Dans le Sud-Kivu, en République démocratique du Congo, une rumeur prêtant au nouveau président Étienne Tshisekedi ou à sa femme la volonté d’interdire le port de la minijupe et du pantalon pour les femmes a débouché sur l’agression et l’humiliation d’une femme en pleine rue le 5 mars à Bukavu. Notre rédaction a mené l'enquête.

Depuis début mars 2019, la rumeur s’est répandue à Bukavu, capitale de la province du Sud-Kivu (est) : Félix Tshisekedi, le nouveau président de la République démocratique du Congo (RDC) élu en janvier, souhaiterait interdire aux femmes le port de la minijupe et du pantalon.

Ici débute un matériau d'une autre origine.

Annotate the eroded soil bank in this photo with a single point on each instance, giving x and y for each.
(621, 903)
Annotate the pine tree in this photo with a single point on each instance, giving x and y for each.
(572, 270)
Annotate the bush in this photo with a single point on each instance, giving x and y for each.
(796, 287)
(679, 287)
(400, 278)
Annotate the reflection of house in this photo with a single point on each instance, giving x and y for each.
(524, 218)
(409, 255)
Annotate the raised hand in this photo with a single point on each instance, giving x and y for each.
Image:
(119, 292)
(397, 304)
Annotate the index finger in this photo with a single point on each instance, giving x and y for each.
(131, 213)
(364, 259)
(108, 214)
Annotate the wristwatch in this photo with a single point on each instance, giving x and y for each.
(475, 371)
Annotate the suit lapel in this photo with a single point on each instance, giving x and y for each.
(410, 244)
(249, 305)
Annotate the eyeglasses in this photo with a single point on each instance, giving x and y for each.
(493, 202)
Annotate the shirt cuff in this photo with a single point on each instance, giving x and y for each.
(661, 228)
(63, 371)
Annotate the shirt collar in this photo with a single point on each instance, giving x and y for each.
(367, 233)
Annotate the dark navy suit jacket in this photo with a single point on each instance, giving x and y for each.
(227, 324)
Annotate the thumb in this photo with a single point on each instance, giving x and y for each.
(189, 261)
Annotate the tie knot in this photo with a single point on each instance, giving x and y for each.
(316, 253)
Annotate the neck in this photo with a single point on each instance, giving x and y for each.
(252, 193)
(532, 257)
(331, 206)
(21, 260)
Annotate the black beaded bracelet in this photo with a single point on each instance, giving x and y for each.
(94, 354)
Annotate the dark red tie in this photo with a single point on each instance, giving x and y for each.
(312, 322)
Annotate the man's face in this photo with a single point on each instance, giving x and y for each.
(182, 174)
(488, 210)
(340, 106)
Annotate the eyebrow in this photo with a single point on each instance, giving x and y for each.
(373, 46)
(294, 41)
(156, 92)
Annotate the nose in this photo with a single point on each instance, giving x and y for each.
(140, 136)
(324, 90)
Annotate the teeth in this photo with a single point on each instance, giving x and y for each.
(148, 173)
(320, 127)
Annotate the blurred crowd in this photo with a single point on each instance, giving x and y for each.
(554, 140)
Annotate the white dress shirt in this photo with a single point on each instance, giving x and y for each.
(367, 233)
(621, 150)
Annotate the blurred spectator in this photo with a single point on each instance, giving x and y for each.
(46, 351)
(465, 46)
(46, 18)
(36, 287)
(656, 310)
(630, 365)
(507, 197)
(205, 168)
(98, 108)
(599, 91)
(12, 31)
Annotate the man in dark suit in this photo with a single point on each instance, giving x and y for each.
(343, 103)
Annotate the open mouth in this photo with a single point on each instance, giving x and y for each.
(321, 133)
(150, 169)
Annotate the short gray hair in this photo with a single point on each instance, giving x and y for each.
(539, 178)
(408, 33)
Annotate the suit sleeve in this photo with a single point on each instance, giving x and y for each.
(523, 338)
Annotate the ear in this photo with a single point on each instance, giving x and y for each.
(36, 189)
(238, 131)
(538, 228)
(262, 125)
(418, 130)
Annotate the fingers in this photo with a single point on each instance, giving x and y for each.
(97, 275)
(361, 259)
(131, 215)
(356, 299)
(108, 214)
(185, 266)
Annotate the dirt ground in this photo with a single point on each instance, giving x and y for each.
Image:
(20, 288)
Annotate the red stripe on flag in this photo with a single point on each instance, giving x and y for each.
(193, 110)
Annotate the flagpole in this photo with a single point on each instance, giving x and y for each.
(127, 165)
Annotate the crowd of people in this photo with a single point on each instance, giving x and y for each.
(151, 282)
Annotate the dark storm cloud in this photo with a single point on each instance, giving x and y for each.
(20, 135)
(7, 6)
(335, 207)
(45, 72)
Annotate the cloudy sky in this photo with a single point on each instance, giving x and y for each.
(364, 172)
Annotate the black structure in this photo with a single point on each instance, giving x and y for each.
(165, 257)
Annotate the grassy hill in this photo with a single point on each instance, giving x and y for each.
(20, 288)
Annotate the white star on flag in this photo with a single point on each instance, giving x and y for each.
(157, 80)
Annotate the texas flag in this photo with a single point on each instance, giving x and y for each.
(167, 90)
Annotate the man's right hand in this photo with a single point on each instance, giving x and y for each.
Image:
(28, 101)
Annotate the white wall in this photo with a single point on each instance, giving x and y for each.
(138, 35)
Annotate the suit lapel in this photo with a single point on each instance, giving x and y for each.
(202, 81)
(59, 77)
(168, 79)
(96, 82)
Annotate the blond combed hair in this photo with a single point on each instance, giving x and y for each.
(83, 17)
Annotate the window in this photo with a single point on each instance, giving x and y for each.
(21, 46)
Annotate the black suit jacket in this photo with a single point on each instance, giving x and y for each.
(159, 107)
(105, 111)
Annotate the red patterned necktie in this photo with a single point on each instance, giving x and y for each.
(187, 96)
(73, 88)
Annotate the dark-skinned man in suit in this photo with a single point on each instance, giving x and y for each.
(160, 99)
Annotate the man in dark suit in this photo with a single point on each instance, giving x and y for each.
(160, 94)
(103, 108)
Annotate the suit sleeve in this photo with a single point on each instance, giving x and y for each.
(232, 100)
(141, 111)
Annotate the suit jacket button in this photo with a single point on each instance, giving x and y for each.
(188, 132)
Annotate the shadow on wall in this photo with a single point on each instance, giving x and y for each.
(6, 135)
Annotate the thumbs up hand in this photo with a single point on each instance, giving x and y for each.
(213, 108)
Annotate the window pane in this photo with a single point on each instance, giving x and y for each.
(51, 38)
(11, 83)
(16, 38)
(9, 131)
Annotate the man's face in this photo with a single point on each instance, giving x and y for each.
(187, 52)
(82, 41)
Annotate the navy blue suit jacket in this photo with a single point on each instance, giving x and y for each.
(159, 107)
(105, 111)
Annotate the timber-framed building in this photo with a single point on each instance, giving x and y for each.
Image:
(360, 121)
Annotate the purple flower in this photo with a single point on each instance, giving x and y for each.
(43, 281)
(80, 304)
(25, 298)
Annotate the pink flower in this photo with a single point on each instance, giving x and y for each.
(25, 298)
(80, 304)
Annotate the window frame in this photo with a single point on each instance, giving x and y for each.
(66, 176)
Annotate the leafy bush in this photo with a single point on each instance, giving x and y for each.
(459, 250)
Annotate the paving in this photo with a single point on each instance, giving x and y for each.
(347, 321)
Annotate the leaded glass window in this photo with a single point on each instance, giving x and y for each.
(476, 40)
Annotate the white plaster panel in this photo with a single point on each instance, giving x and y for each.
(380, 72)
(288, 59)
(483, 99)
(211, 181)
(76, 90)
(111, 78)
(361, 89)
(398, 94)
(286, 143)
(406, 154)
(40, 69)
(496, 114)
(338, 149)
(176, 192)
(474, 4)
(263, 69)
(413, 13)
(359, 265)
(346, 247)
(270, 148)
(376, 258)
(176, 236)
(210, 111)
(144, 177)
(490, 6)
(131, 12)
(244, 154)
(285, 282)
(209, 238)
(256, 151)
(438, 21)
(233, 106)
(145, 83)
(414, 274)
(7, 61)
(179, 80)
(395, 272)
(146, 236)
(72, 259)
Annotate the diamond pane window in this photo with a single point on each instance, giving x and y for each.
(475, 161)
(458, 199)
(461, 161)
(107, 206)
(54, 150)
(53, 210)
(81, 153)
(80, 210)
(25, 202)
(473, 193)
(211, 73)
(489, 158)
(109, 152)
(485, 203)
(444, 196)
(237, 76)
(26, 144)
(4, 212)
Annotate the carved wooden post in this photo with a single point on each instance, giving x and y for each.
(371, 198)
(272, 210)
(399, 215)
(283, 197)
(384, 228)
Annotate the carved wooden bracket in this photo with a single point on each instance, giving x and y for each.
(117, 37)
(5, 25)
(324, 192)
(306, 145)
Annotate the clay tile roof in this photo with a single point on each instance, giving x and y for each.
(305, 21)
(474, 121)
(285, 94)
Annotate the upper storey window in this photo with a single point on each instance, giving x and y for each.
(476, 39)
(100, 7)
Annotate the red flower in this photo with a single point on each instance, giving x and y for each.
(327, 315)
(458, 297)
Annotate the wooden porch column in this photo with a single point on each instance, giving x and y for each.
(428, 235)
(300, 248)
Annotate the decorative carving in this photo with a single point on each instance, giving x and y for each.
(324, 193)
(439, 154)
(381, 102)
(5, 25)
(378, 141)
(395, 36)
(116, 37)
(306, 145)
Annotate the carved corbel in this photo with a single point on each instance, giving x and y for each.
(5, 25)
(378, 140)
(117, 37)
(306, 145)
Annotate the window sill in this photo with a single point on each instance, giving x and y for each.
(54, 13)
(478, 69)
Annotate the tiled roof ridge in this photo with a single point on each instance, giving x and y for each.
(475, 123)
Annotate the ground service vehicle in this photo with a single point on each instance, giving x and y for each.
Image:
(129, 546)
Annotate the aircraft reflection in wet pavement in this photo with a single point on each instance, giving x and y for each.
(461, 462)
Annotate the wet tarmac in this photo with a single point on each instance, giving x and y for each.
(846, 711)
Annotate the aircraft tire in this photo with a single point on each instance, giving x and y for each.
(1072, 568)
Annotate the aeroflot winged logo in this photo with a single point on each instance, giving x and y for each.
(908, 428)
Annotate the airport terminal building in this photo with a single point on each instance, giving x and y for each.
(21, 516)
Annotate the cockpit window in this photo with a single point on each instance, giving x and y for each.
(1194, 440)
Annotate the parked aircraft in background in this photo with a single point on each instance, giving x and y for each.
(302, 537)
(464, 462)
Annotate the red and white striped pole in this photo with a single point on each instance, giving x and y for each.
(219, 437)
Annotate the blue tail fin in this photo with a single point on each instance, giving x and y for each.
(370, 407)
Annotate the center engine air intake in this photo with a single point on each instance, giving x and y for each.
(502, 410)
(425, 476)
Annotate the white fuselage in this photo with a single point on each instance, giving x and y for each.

"Tout le monde en parlait sur WhatsApp !"

Le 5 mars, au détour d’une conversation, elle parvient à Rukumbuzi Delphin Ntanyoma, doctorant en économie, de passage dans le Sud-Kivu :

J’étais à bord d’un camion qui allait de Bukavu à Uvira. Nous étions entassés avec des mamans, des papas, des jeunes et on débattait de tout. D’un coup a surgi dans la discussion la décision du président Tshisekedi d’interdire le port du pantalon et de la minijupe. J’en avais déjà vaguement entendu parler à Bukavu mais je n’y avais pas prêté attention.

J’ai alors demandé à la dame qui en parlait : comment l’avez-vous su ? Tout le monde m’a regardé comme si j’étais une personne étrange, qui n’a pas suivi l’actualité ! Ils m’ont répondu que tout le monde en parlait sur WhatsApp !

Certains disaient que ce n’était pas le président mais la première dame qui avait décidé cette interdiction. Parmi nous, il y avait un militaire qui parlait même d’un décret.

Je leur répondais que ce n’est pas la prérogative du président de dire aux gens comment s’habiller. Le fait que même des dames d’une soixantaine d’années y croient aussi alors qu’elles n’ont pas de smartphone me fait penser que cette rumeur a été diffusée très largement.


Le même jour, le blogueur congolais Rodriguez Katsuva, cofondateur du site de vérification Congo Check, a d’ailleurs été sollicité pour vérifier cette rumeur.

Capture d'écran d'une discussion entre un internaute et Rodriguez Katsuva.

Il n’existe à notre connaissance aucune trace d’une déclaration présidentielle concernant l’habillement des femmes.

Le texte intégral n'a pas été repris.